To fight this practice, the Reinheitsgebot limited the brewers to using only three ingredients in beer – water, barley and hops. Yeast was not listed in the original law because it had not yet been discovered; it was added to the law later after Louis Pastor documented the part the organism plays in fermenting liquids. The law applies to bottom-fermented or lager beers leaving room for top-fermented German ales like Kolsch and Alt to use other grains.  The law provides for German ales to contain other malted grains including wheat for Weissbier as well as various forms of sugar derived cane or beet and sugar-derived coloring agents. Chemicals or other processed compounds were still expressly forbidden.

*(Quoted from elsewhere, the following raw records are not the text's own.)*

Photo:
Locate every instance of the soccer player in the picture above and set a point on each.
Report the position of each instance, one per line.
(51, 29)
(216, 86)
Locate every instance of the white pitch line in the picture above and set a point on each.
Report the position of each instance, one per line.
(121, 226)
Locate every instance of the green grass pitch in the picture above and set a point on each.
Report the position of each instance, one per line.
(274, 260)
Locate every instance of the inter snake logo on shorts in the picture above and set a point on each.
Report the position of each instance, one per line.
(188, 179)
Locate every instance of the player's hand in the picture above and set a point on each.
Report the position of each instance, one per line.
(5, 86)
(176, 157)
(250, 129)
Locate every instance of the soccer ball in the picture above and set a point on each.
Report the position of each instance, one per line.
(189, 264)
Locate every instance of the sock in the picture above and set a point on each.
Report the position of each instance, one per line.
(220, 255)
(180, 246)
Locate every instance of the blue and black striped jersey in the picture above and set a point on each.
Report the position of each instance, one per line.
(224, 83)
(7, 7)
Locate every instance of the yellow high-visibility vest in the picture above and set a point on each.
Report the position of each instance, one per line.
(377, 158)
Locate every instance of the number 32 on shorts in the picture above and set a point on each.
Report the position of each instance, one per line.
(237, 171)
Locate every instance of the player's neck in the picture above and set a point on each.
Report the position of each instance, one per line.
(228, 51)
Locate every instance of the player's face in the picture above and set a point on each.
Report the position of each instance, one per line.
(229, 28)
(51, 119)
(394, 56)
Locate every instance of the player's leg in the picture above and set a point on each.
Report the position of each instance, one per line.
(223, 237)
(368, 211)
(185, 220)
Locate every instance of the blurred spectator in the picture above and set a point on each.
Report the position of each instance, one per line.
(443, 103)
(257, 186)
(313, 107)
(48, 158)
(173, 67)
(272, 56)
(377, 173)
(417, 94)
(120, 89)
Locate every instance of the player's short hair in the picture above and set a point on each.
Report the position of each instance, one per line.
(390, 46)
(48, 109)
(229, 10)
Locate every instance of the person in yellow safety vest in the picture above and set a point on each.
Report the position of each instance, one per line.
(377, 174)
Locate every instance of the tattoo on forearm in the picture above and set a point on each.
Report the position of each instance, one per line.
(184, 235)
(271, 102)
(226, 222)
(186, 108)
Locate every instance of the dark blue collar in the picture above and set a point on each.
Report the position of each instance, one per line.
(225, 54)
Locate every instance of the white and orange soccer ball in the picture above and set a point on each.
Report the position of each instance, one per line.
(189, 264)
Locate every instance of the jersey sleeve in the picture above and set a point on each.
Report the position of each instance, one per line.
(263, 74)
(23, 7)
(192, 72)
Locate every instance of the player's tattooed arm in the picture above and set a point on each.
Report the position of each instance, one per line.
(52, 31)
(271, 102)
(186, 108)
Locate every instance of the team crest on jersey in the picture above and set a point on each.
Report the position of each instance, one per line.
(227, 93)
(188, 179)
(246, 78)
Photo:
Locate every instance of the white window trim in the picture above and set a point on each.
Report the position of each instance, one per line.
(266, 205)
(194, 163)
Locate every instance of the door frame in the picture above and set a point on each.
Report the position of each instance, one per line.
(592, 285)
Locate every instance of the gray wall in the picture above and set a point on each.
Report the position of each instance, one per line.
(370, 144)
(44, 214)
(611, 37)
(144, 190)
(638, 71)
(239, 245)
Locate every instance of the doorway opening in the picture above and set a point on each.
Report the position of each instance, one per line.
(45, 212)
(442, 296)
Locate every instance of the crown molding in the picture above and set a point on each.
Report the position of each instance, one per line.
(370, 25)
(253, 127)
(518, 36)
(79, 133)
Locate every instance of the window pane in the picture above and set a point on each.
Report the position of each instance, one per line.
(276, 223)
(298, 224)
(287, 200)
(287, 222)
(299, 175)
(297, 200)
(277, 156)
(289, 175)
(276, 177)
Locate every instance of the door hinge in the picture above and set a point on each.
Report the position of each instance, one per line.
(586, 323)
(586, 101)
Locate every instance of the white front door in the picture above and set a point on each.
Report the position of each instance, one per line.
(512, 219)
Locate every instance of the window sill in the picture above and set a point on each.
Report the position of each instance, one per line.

Over the centuries, the law stood the test of time and, though it was struck down by the European Court in 1987 as a restraint of free trade, many German breweries still proudly follow the law. These traditional breweries proudly announce on their labels that they still adhere to the purity law and have no intention of wavering.

At 500-years-old, the Reinheitsgebot stands as the world’s oldest consumer protection law. It is a testament to how a law once thought to be constraining actually served to spark creativity and innovation. Today, there are scores of German beer styles that adhere to the law in a dizzying array of strengths and flavors. More than enough to keep beer-lovers busy tasting the many brews still conforming to the law.